Her husband, Oliver (a warmly geeky Michael Patten), contextualizes the lunchbox’s potential travel from the tsunami-wrecked Japan to Canada, and adds key moments of bird lore about various crow species that wind through the tale. Ruth reads passages of diary to Oliver as they try to unwind the mystery of Nao’s life.

Kang is enchanting as the young woman whose adventures we follow and dominates as the key character. Some of those adventures are harrowing. Nao speaks of both her father and herself as feeling periodically suicidal. Apparently in Japanese culture, suicide is looked at as far less awful than in the U.S. Not that it has no consequences to those left behind, but just less dire and forbidden.

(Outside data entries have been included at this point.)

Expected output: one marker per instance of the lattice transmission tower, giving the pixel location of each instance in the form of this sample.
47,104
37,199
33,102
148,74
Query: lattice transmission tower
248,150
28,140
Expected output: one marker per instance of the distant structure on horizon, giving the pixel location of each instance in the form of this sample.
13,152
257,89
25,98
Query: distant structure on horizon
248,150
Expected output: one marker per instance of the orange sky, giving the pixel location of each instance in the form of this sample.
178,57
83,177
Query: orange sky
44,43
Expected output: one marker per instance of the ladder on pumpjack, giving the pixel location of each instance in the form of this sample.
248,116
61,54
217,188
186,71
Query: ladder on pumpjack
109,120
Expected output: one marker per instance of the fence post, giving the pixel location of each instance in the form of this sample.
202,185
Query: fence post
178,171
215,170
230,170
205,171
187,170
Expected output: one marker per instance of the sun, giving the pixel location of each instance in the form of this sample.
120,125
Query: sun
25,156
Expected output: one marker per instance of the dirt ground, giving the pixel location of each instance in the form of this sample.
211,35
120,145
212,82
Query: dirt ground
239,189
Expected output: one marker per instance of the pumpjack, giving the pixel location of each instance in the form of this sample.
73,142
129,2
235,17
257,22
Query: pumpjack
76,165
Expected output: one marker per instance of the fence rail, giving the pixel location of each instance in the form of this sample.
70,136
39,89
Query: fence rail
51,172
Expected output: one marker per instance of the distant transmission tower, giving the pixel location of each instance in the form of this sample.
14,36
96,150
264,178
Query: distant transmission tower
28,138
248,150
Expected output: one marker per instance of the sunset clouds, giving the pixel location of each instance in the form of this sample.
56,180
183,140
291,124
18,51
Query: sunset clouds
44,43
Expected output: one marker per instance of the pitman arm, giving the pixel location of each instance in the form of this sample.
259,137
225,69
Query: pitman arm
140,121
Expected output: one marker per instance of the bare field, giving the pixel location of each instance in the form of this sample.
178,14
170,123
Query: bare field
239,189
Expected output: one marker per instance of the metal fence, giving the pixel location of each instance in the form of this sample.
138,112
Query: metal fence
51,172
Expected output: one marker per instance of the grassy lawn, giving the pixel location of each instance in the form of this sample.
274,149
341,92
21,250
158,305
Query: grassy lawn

Kita gracefully manages the writer-narrator who gets invested in the story and distracted from her own writing. Ruth is avoiding finishing a memoir about her mother’s decline from Alzheimer’s. So, Ruth’s story, too, is a bit dark.

But the overall effect of the evening is not as dreary. It’s life. It’s real. The character of Nao is interesting because she lived for a time with her family in California until they were forced by job loss back to Japan. So, Nao can reflect on the differences in cultures.

Nao also gets bullied terribly in school and does not feel connected to anyone but her mother and father, barely, until she’s sent for the summer to her great-grandmother, Jiko (Yoda-light-like Khanh Doan), a nun. There Nao learns to become her own “supah-hero” in enchanting fashion, and has the means to survive the terrors that life has to offer, sometimes.

The rest of the cast also does a great job becoming multiple characters, including the taunting school children. Scott Koh walks a delicate line as the suicidal father and does not drag the audience down. Annie Yim changes from harried mother to French maid-harlot recruiter Babette and seems like two different people. Rachel Rene has a fun role as the supportive nun. Kevin Lin has a challenging role as an uncle who was forced to become a Japanese kamikaze pilot during World War II even though he could not kill others.

This is a wonderful, woman-centered story with cultural depth and insights. Think of it like looking at a tapestry, with much to see and experience, as the characters say, “for the time being.”